Kawasan terminal logistik di kompleks Pelabuhan Tanjung Emas Semarang. (IDN Times/Dok Humas Pelindo Subholding Tanjung Emas)
Usulan ketiga terkait dengan kebijakan nasional berbasis supply chain guna efisiensi sektor logistik dan melindungi pengemudi.
Menurut Djoko, kebijakan logistik nasional berbasis supply chain harus dirancang sebagai kerangka induk tata kelola sektor logistik yang mencerminkan karakter alaminya sebagai sistem interdependen, lintas sektor, dan lintas wilayah yang menopang aliran barang, informasi, dan nilai ekonomi.
Karakter ini menjadikan logistik tidak dapat diatur secara sektoral atau terpisah-pisah, melainkan harus melalui pendekatan integratif yang menghubungkan hulu-hilir kegiatan ekonomi. Oleh karena itu, kebijakan ini perlu menjadi rujukan utama bagi harmonisasi regulasi sektoral lintas kementerian dan lembaga, serta fondasi bagi penyusunan sistem logistik nasional yang efisien, resilien, dan berdaya saing.
Djoko mengatakan, truk bukan sekadar alat distribusi. Mereka adalah manusia yang bekerja dengan tekun mencari nafkah halal untuk keluarganya. Mereka adalah simpul vital dalam rantai pasok industri nasional.
Namun, sistem logistik saat ini memperlakukan mereka seperti mesin industri yang bisa terus terusan dieksploitasi. Oleh karena hal tersebut sudah sistemik, maka jika negara ingin hadir menyelamatkan warga negaranya yang berprofesi sebagai sopir truk, maka harus ada pendekatan sistemik melalui kebijakan logistik yang berbasis supply chain mencakup semua kegiatan ekonomi.

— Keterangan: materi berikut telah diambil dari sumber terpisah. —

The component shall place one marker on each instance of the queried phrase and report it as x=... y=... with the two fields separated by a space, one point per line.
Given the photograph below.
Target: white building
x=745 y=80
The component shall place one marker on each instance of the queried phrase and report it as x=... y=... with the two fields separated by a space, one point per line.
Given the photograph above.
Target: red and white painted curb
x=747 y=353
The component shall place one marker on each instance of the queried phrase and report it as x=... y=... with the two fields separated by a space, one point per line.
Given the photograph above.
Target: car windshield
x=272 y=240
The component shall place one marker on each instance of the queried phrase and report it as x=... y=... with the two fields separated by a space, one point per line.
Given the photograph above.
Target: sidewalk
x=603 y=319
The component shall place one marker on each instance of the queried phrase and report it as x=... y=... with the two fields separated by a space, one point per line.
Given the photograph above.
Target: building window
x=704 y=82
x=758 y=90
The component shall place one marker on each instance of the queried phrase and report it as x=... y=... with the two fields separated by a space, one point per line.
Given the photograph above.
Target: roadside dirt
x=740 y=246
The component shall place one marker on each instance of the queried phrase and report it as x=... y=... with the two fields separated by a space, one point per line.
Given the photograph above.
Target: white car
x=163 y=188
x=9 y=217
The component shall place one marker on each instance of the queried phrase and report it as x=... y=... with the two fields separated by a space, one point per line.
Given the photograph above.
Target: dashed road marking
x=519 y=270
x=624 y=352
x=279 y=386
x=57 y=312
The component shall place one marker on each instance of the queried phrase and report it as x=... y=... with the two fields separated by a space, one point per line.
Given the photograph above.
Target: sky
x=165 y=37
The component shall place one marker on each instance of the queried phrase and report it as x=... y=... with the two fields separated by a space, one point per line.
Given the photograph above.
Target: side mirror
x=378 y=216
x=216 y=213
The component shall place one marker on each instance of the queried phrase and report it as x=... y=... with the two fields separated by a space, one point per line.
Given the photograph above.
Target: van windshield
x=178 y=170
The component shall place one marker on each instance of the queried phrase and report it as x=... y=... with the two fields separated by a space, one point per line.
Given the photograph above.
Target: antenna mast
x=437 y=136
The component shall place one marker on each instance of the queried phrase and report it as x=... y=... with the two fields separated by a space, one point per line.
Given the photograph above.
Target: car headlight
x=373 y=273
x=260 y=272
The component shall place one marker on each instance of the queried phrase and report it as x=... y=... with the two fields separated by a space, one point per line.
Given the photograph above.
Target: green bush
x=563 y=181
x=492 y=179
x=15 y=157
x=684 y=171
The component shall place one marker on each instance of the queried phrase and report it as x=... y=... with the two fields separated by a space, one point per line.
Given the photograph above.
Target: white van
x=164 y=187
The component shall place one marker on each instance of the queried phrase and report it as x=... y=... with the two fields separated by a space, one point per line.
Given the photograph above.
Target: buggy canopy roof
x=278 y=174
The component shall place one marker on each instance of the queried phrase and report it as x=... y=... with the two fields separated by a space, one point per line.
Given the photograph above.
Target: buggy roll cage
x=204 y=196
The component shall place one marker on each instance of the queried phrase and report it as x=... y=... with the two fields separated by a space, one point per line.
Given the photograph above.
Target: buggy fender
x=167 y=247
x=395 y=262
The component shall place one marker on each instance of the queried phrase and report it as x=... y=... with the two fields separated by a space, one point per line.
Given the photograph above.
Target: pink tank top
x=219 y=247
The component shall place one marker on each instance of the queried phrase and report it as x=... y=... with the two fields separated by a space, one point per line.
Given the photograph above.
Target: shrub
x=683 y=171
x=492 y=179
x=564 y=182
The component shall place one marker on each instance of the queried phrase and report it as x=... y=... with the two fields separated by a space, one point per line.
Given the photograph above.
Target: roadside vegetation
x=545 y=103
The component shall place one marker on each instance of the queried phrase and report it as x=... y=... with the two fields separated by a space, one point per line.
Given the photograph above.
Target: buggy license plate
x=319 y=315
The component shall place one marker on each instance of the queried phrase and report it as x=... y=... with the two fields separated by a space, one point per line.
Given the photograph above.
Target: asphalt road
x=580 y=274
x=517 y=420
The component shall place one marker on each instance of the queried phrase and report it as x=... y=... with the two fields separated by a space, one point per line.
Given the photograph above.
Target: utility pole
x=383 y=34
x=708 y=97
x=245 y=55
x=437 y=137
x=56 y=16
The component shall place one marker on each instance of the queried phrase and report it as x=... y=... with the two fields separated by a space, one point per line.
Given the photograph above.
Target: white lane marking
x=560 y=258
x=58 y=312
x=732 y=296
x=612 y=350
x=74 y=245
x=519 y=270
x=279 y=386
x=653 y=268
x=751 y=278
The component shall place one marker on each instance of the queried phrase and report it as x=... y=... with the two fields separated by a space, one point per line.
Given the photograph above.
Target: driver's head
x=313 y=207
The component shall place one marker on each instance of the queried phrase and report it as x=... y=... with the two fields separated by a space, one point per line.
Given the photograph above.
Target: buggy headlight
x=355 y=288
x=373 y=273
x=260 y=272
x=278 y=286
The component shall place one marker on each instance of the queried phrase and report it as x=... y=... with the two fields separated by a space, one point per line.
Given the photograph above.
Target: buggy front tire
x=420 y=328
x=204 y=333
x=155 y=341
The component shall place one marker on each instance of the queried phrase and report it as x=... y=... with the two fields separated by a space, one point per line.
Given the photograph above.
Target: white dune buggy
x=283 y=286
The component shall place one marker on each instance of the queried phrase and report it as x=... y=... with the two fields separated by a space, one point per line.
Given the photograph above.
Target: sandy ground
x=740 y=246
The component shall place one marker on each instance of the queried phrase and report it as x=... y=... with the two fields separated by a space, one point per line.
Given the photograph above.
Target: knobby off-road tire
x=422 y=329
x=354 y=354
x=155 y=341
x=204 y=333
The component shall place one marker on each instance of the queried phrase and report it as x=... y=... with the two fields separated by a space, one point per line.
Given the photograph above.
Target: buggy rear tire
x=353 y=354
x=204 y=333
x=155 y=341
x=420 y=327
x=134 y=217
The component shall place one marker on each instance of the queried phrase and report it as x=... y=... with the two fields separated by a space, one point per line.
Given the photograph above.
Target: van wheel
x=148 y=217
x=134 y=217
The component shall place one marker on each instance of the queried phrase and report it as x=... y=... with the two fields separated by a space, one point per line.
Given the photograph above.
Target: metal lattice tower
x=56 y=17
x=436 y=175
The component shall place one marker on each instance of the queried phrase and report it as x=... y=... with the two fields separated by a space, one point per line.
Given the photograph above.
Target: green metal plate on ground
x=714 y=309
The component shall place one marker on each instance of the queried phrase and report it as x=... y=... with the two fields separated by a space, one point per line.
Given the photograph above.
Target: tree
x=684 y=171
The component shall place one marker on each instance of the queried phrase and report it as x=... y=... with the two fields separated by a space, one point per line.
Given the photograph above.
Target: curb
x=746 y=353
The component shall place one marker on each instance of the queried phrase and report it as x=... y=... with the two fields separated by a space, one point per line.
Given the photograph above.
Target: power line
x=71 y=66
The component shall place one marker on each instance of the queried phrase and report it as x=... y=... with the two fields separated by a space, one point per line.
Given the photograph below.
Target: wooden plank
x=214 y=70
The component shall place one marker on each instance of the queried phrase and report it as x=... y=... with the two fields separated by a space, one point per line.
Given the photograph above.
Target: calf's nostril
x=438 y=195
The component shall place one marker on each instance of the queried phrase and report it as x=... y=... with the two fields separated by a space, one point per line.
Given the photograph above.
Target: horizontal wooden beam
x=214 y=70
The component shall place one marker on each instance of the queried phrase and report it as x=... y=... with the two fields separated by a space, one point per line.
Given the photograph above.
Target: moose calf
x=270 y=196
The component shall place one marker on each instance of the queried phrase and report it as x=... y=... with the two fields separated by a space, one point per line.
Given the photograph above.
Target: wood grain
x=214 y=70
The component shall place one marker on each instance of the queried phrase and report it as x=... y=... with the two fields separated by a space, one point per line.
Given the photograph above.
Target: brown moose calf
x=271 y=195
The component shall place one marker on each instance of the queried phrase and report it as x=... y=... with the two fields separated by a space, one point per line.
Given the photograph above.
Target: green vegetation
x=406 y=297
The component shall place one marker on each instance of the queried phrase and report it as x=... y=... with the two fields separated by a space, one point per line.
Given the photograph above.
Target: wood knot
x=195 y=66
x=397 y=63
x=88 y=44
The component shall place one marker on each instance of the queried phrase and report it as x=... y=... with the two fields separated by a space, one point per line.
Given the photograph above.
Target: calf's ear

"Kebijakan logistik nasional berbasis supply chain yang menggabungkan regulasi transportasi, , perindustrian, perdagangan, dan ketenagakerjaan. Penetapan standar gaji, jam kerja, dan perlindungan hukum bagi sopir. Pengakuan formal terhadap profesi pengemudi sebagai pilar sistem ekonomi logistik nasional," ujar Djoko.